The hated Robert Plant song he wrote as a joke: “It’s supposed to be funny”
The most creative people are never satisfied being in a box all the time. Even if they can make one kind of song really well, it starts to get boring trying to go into the same format and try to make something that’s even better than the track that you already had a hit with. Robert Plant was never content to stay stagnant in Led Zeppelin or in his solo years, but he admitted that he may have bitten off a little more than he could chew on Shaken N’ Stirred with ‘Too Loud’.
At the same time, Plant was always going to have the unenviable task of having to have his solo work compared to Led Zeppelin. Even Jimmy Page had a supergroup with Paul Rodgers with The Firm, but flying soloing for the first time after being dubbed ‘The Golden God’ had more than a few people eyeing up Plant, expecting him to be just as good as his old outfit.
That kind of pressure feels impossible for anyone to overcome, so Plant didn’t bother trying. Throughout his work solo and with Band of Joy, many of his greatest moments came from deliberately moving away from what Zeppelin was known for. There were still traces of blues mixed into everything, but the folksy spin on it was almost as if the version of Zeppelin from their third outing had turned into a full band.
By Shaken N’ Stirred, though, that period of Plant’s career was long gone. He had done that bit, and now the newest flavours of the day were the sounds of new wave bands, taking the building blocks of rock and roll and putting dance textures underneath everything.
While Plant could lay down a groove with Zeppelin, he admitted that his attempt at making that style of new wave wasn’t taking itself too seriously. When talking about ‘Too Loud’, he felt that the piece was supposed to have a bit of a humorous edge behind it, saying, “I did a track on Shaken’ n’ Stirred called ‘Too Loud’, and I got some of Bette Midler’s girls to help me with some choruses and stuff. I basically was seriously affected by David Byrne. It’s very funny, it’s a funny song, it’s supposed to be funny.”
That’s not how the fans took it when they finally heard it on the radio.
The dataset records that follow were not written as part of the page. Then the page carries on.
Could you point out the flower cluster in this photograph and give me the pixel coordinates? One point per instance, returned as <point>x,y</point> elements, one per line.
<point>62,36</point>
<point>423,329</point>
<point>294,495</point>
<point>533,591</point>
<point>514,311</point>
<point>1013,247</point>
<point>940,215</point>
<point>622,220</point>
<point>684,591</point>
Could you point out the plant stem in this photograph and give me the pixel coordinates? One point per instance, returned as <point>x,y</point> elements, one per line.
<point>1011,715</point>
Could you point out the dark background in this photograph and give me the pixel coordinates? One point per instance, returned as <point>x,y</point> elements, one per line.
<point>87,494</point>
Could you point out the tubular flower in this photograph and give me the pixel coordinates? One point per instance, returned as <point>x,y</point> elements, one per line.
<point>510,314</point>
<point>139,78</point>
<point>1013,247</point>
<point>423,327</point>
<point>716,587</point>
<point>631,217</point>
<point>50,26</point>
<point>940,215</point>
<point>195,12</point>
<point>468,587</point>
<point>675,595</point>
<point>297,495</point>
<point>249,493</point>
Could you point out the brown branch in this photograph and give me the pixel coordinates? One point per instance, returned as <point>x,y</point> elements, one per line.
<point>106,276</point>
Compared to the strutting rock and roll badass that had started everything back in the 1970s, this felt like him trying and failing to become a new-wave rockstar, almost like he was shooting for Devo and ended up closer to a middle-aged man trying to fumble his way through the hip new sounds of what kids are listening to these days.
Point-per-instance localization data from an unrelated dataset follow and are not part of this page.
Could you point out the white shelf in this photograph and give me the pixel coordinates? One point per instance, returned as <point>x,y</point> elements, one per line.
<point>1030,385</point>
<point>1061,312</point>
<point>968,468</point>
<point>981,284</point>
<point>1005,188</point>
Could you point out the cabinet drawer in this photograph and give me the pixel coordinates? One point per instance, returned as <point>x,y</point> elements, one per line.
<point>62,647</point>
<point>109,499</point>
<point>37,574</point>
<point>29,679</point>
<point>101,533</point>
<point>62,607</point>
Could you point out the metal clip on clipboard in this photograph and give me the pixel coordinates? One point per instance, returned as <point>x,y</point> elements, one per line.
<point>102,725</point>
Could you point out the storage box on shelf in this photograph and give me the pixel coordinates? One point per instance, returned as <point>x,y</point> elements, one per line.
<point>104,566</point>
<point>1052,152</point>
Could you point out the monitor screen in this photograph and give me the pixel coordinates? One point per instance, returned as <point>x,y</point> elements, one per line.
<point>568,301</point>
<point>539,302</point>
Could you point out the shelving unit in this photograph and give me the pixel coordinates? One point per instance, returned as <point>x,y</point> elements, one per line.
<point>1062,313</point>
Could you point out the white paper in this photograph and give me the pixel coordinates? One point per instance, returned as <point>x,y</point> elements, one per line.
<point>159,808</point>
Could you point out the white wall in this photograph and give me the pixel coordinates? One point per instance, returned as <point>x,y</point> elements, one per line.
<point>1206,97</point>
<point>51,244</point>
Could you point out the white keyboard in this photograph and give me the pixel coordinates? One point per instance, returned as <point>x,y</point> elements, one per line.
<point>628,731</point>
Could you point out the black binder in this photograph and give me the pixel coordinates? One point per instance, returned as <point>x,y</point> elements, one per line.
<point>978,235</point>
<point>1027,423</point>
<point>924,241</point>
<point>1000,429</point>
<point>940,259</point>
If anything, this kind of mode should have sunk Plant’s career, but that’s not what happened. Although he had to work his way back up, his later collaborations with Jimmy Page for the Page and Plant records felt like the fans getting a whiff of what the older version of Zeppelin could have sounded like had John Bonham not passed away.
It’s not like Plant was afraid of trying new things, either, eventually trying his hand at making bluegrass records with Alisson Krauss on Raising Sand. Fans are more than happy to tell Plant when he’s out of his depth, but it’s almost reassuring that he’s able to make something new and see where it goes.